Tabii şunu hatırlatmam gerek: FETÖ, benzeri olmayan, çok sinsi bir örgüt. Birçok üst düzey örgüt yöneticisinden ne ByLock ne de Bank Asya bağlantısı çıktı. Dolayısıyla ilişki ağına ve müktesebatına bakmak, birçok kilit isme ulaşmada tek kriter oldu. O nedenle üniversitelerde de böyle bir kriter koymak doğru ama bunun sınırlarını daraltmak ve belirlemek gerekirdi. Mesela en az 3 kaynaktan bir ihbarı doğrulatma ya da başka somut verilerle bağlantılandırma gibi. Halbuki onun yerine her ihbar ihraç sebebi gibi algılanmaya başlandı. Bu da işi kişisel kavgaların silahına çevirdi.
*******
Komisyon üyeleri ve tehditler
ŞUNU da unutmamak lazım: Rektörler, rektör yardımcıları ve akademisyenlerden oluşan komisyonlar çok ciddi bir sorumluluk altına girdiler. Bir nevi yargıç konumuna sokuldular. Birçok kişiyi ihraç ettiler ve etmeye devam ediyorlar. İhraç edilenlerin bir kısmı yargı süreçlerine maruz kalmadılar ve sokakta dolaşıyorlar. Bazıları da yargılandı, hatta tutuklandı ve sonra beraat etti, çıktılar. Bunların içinden ihraçlarından sorumlu tuttukları için komisyon üyelerini açık açık tehdit eden kişiler var. Bunu birçok üniversiteden duyuyorum. Komisyon üyeleri kendilerini tehlike altında hissediyorlar ve bu insanların polis koruması yok. Devletin böyle bir sorumluluk yüklediği insanlara koruma vermesi gerekmez mi?
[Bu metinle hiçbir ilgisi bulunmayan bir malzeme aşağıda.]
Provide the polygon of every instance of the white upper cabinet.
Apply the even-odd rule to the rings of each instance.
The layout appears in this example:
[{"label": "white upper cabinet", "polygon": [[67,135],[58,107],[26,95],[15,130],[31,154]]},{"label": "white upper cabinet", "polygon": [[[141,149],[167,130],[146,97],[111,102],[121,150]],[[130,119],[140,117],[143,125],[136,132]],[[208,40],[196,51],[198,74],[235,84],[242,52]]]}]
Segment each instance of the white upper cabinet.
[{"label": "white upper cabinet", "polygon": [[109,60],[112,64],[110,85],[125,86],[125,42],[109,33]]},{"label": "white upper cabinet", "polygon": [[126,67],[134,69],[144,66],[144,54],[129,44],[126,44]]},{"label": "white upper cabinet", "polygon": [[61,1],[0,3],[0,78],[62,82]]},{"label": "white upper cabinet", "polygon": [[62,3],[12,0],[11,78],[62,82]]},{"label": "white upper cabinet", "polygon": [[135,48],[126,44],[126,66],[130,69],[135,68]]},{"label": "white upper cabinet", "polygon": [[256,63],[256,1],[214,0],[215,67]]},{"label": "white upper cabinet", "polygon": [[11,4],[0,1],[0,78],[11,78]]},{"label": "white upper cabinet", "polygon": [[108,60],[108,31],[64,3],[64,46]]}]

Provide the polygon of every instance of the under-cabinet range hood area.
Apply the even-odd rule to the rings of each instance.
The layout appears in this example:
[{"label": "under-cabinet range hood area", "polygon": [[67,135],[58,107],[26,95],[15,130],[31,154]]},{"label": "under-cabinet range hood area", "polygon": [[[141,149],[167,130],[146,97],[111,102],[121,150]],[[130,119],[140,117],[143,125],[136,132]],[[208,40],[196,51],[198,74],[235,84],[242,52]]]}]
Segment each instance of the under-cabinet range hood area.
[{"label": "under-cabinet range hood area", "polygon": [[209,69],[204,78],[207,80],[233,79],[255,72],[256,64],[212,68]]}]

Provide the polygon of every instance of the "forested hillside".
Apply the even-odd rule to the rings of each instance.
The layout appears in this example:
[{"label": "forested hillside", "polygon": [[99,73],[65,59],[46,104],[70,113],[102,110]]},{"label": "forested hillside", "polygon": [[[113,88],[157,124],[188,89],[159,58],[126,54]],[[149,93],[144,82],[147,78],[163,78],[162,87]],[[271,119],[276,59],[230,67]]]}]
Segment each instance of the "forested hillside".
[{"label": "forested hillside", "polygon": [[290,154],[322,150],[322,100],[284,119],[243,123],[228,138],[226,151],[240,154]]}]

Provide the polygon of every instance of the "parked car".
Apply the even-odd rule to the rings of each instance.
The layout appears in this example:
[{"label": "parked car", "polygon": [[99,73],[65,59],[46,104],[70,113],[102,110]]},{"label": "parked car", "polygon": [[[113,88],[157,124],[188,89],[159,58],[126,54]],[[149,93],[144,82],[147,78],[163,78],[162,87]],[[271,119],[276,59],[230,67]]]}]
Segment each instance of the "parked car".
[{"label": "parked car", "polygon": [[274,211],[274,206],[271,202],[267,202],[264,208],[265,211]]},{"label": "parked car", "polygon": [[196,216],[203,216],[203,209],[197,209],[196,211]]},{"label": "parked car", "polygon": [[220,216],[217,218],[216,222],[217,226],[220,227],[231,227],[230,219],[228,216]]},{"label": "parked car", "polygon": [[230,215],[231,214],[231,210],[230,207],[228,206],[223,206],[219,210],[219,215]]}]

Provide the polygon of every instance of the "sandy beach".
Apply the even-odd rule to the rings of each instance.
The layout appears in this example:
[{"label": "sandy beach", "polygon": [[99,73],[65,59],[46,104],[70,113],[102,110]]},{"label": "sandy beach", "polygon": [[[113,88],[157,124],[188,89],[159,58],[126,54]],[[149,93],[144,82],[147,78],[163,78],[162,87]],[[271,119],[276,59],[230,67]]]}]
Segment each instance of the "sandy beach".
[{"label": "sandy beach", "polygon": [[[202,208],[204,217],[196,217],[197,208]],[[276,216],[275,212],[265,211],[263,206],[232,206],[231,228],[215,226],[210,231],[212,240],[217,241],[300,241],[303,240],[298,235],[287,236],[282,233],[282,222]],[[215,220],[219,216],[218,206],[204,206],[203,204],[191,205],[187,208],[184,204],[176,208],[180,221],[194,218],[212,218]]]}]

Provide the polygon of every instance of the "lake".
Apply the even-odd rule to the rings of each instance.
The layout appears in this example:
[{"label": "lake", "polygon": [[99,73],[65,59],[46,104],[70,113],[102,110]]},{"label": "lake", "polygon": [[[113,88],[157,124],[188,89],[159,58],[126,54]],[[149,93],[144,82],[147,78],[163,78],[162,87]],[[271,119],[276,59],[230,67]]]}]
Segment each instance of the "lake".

Geçtim onların korumasını, böylesine olağanüstü bir dönemden geçen üniversitelerde kapıda ciddi bir arama bile yok! Eskişehir’deki faciayı önlemek için hem kapıda bir güvenlik önlemi hem de gerektiğinde müdahale edebilecek güvenlik elemanı şart ama bunların hiçbiri üniversitelerde yok.
*******
İhraç edilenler ihbarcı oldu
ESKİŞEHİR’deki katliamı yapan seri katilin, kendisinin FETÖ bağlantılı olmasına rağmen yüzlerce kişiyi FETÖ’cülükle itham edip ihraç ettirdiği iddia ediliyor. Maalesef bana birçok kaynaktan gelen aynı doğrultuda iddialar var.
FETÖ’den ihraç edilenler ya da bir pozisyona başvurup kabul edilmeyenler kendileri hakkında tasarrufta bulunanları YÖK’e ya da başka ilgili kurumlara FETÖ’cü diye ihbar ediyorlar. Duyduğum çok acayip bir hikâyeyi anlatayım: Ege’de bir yüksekokula eleman alımı yapılacak. Başvuran ve kriterlere uyan bir isimle ilgili başvurduğu üniversiteye MİT tarafından “Askeri bilgileri satmaktan ordudan atılmıştır” bilgisi veriliyor. Doğal olarak bu eleman alınmıyor. O gün bu gündür bu kişi, kararı veren öğretim görevlileriyle ilgili belli aralıklarla FETÖ’cü ihbarı yapıyormuş.
Peki ama hakkında “Askeri bilgileri satmak nedeniyle ordudan ihraç” kararı olan biri neden yargılanmaz, neden tutuklanmaz? Bu bir garabet değil mi? Bunun gibi kimbilir neler oluyor, kimler yalan ihbar kurbanı olup kimler apaçık FETÖ’cü oldukları halde elini kolunu sallaya sallaya dolaşıyor?